Journalism has, historically, considered itself to be about text or other unstructured content such as images, audio, and video. This week we ask the questions: how much of journalism might actually be data? How would we represent this data? Can we get structured data from unstructured data?
We start with Holovaty’s 2006 classic, A fundamental way newspaper sites need to change, which lays out the argument that the product of journalism is data, not necessarily stories. Central to this is the idea that it may not be humans consuming this data, but software that combines information for us in useful ways — like Google’s Knowledge Graph.
But to publish this kind of data, we need a standard to encode it. This gets us into the question of “what is a general way to encode human knowledge?” which has been asked by the AI community for at least 50 years. That’s why the title of this lecture is “knowledge representation.”
This is a hard problem, but let’s start with an easier one which has been solved: story metadata. Even without encoding the “guts” of a story as data, there is lots of useful data “attached” to a story that we don’t usually think about.
These details are important to any search engine or program that is trying to scrape the page. They might also include information on what the story is “about,” such as subject classification or a list of the entities (people, places, organizations) mentioned.
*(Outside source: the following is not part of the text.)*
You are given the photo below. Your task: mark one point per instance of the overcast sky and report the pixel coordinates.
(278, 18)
There is a recent standard for encoding all of this sort of information directly within the page HTML, defined by schema.org which is a joint project of Google, Bing, and Yahoo. Take a look at the schema.org definition of a news article, and what it looks like in HTML. If you view the source of a New York Times, CNN, or Guardian article you will see these tags in use today.
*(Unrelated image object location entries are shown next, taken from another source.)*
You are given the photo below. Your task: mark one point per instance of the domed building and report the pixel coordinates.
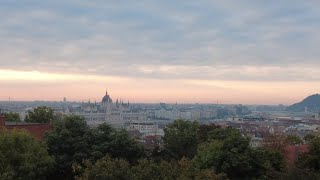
(116, 114)
(106, 99)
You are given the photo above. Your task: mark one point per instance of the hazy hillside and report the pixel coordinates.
(312, 103)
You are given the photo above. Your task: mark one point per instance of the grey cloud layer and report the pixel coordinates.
(205, 40)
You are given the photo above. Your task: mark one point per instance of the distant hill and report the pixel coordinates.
(312, 103)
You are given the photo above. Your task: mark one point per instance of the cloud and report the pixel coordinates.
(247, 41)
In fact, every big news organization has its own internal schema, though some use it a lot more than others. The New York Times has been adding subject metadata since the early 20th century, as part of their (initially manual) indexing service. But we’d really like to be able to combine this type of information from multiple sources. This is the idea behind “linked open data” which is now W3C standard. Here’s Tim Berners-Lee describing the idea.
The linked data standard says each “fact” is described as a triple, in “subject relation object” form. Each of these three items is in turn either a literal constant, or a URL. Linked data is linked because it’s easy to refer to someone else’s objects by their URL. A single triple is equivalent to the proposition relation(subject,object) in mathematical logic. A database of triples is also called a “triplestore.”
There are many sites that already support this type of data. The W3C standard for expressing triples is an XML-based format called RDF, but there is also a much simpler JSON encoding of linked data. Here is what the “linked data cloud” looked like in 2010; it’s much bigger now and no one has mapped it recently.
The arrows indicate that one database references objects in the other. You will notice something called DBPedia at the center of the cloud. This is data derived from all those “infoboxes” on the right side of Wikipedia articles, and it has become the de-facto common language for many kinds of linked data.
Not only can one publisher refer to the objects of another publisher, but the standardized owl:sameAs relation can be used to equate one publisher’s object to a DBPedia object, or anyone else’s object. This expression of equivalence is an important mechanism that allows interoperability between different publishers. (As I mentioned above, every relation is actually a URL, so owl:sameAs is more fully known as http://www.w3.org/2002/07/owl#sameAs, but the syntax of many linked data formats allow abbreviations in many cases.)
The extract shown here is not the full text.